The tattoo design still needs more work, but I started thinking about a teapot design.
I began by reducing the original design so that it didn’t include the frame of the snowshoes … just what I had drawn on the interior, and the idea that I had for the interior was a face. The eye-brows and the nose became the handle, and the mouth became the body of the teapot, the eyes were then added to give the teapot both a sense of life and a playful side.
Looking straight on at the teapot it looks back at you — but it also looks like an ulu. As the ideas began to flow, I added the piercing plugs (or the spout and lid handles) which the Sámi Inuit used to show strength and power. For the feet I wanted the design to be a flippers or wings, so I made them where they could be either/or.
As it all started to come together, I began to think of titles … and somehow it was “contemplating shamanism while drinking tea” that suited it the best. I wanted something that brought together all my thoughts and ideas — from family to culture — and which tied it all together. The teapot is meant to be symmetrical, so with the etching design I divided the top into four equal sectors and inside of each section I have etched the Inuit alphabet, but in no particular order … rather more as a pattern. When you remove the spout or the lid, one at a time, it looks as if he is speaking from the side of his face, again on the humorous side.
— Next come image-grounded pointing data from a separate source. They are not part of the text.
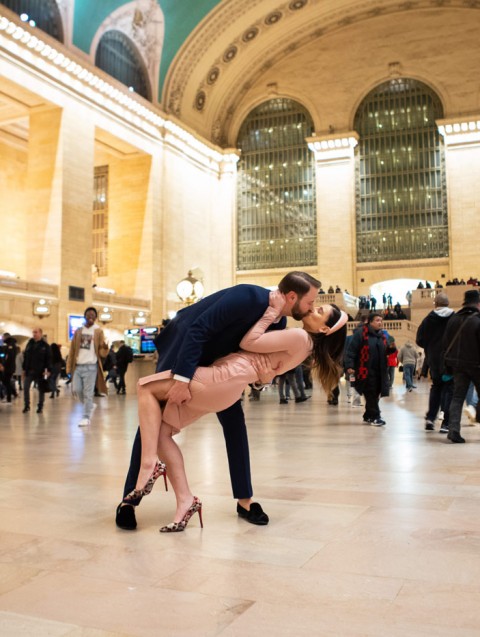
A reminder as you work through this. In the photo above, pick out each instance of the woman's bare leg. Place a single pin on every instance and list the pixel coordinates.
(150, 419)
(173, 458)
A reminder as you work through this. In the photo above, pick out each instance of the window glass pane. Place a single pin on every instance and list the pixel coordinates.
(401, 202)
(117, 55)
(276, 189)
(43, 14)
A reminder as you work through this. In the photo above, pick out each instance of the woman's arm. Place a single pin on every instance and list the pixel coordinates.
(262, 342)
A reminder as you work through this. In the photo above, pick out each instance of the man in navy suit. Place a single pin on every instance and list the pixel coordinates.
(197, 336)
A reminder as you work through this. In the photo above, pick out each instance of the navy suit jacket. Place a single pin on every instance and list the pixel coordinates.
(211, 328)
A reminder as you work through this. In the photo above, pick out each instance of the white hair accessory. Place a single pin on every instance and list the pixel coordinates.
(339, 324)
Massie’s work is a reflection of his mixed Inuit, Métis and Scottish heritage. In it, he investigates both traditional and contemporary themes. He has achieved renown for his innovative teapots that combine themes and symbols from his native Inuit culture with European traditions. Massie has been twice short-listed for the coveted Prix Saidye Bronfman and has an extensive international reputation. His work has been shown in North America and Europe, including the National Gallery of Canada. He was elected a member of Royal Canadian Academy of Arts in 2011.